Misconceptions About the Sundry Free Moors Act of 1790

50 years after the Negro Act of 1740, and just four years after the Treaty of Peace and Friendship was signed, Francis, Daniel, Hammond and Samuel filed a petition to the South Carolina legislature on behalf of themselves and their wives, Fatima, Flora, Sarah and Clarinda. The men were citizens of Morocco, turned prisoners of war. Per the treaty, they were delivered to a European captain. But instead of delivering them back to Morocco, he sold them back into slavery in South Carolina. After they had bought their freedom, they filed a petition to be tried as Moroccan citizens, as opposed to negro, black and colored slaves, tried under the Negro laws.

 

The result of that petition is the Sundry Free Moors Act of 1790. The act determined that "no Law of this State can in its Construction or Operation apply to them, and that persons who were subjects of the Emperor of Morocco being Free in this State are not triable by the Law for the better Ordering and Governing of Negroes and other Slaves." Even though the act was never made into law, it did serve as an advisory opinion. Coincidentally, 1790 also seen the development of the first immigration and naturalization acts.

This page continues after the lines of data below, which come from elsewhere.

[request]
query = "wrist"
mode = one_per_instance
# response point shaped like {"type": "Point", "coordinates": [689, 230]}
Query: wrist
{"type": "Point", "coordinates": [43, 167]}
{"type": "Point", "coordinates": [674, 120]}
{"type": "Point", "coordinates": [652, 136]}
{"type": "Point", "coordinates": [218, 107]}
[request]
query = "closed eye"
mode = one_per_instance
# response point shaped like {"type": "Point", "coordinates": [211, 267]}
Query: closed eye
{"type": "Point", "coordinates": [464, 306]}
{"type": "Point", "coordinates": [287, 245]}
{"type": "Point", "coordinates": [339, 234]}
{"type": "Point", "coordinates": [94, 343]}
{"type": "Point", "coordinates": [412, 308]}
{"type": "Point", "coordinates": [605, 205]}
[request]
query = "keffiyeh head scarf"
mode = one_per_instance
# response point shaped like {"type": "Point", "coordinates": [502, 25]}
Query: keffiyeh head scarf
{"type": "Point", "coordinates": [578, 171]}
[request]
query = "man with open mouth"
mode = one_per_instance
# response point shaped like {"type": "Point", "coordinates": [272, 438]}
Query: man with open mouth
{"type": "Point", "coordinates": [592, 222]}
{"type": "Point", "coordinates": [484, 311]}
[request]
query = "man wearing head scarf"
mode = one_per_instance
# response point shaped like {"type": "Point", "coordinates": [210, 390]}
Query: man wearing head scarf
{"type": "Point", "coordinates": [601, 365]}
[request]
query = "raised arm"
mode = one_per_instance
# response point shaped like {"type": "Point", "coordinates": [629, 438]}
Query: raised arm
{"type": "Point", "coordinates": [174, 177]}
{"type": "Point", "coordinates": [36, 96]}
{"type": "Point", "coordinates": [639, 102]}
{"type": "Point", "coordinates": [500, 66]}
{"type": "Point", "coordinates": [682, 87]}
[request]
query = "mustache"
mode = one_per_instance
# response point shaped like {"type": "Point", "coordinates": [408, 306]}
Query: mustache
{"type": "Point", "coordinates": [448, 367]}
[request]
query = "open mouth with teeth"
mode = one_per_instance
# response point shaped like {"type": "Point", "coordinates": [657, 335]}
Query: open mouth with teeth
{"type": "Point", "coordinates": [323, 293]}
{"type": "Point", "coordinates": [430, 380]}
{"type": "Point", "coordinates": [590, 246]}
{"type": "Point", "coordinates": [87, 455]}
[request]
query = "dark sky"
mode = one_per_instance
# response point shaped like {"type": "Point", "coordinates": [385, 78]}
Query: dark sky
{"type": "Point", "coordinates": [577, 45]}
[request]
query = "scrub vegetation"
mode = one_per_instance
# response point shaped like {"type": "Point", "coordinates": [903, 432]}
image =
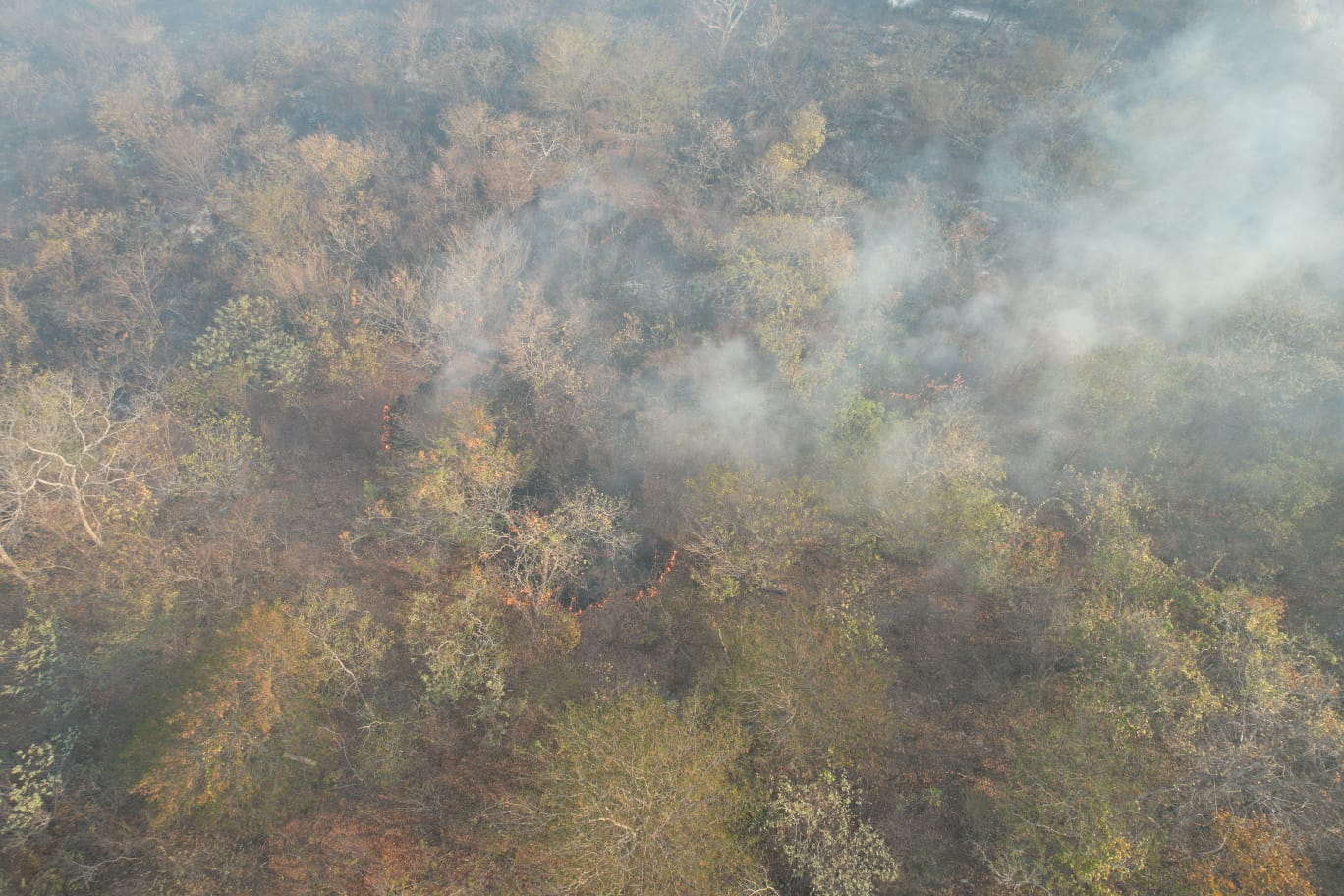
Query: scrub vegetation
{"type": "Point", "coordinates": [690, 448]}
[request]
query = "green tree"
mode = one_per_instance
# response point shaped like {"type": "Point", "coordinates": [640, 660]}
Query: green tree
{"type": "Point", "coordinates": [827, 845]}
{"type": "Point", "coordinates": [638, 796]}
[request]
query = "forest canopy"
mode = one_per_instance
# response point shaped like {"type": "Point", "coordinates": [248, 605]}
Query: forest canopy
{"type": "Point", "coordinates": [716, 446]}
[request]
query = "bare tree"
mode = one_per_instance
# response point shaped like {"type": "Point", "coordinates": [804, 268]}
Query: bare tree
{"type": "Point", "coordinates": [720, 18]}
{"type": "Point", "coordinates": [59, 454]}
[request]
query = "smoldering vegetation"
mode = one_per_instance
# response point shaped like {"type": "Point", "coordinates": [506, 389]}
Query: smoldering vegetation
{"type": "Point", "coordinates": [708, 446]}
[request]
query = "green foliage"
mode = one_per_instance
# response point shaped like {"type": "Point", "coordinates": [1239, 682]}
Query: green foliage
{"type": "Point", "coordinates": [781, 271]}
{"type": "Point", "coordinates": [463, 643]}
{"type": "Point", "coordinates": [639, 796]}
{"type": "Point", "coordinates": [28, 787]}
{"type": "Point", "coordinates": [858, 427]}
{"type": "Point", "coordinates": [247, 348]}
{"type": "Point", "coordinates": [231, 745]}
{"type": "Point", "coordinates": [226, 461]}
{"type": "Point", "coordinates": [817, 829]}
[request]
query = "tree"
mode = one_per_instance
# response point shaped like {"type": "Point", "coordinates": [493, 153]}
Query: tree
{"type": "Point", "coordinates": [638, 796]}
{"type": "Point", "coordinates": [827, 845]}
{"type": "Point", "coordinates": [61, 454]}
{"type": "Point", "coordinates": [720, 18]}
{"type": "Point", "coordinates": [231, 741]}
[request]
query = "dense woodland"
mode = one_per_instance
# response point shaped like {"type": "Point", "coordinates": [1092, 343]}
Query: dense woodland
{"type": "Point", "coordinates": [686, 448]}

Free Sundry Moors Act of 1790

The misconception had by many Moors is that it was ratified into law and that it somehow has some legal standing. Even if it did have some legal standing, it was a South Carolina law which does not apply to anyone outside of South Carolina. Additionally, the story behind the Sundry Moors Act demonstrates the willfulness of the Europeans to violate the Treaty of Peace and Friendship. They were Moroccans and still were not delivered to Morocco in accordance with the treaty. They say that it is the longest unbroken treaty. However, the story behind the Sundry Free Moors Act demonstrates that the treaty was broken at least 8 times. Therefore, it should be no surprise to those who try enforce the treaty as if it were law.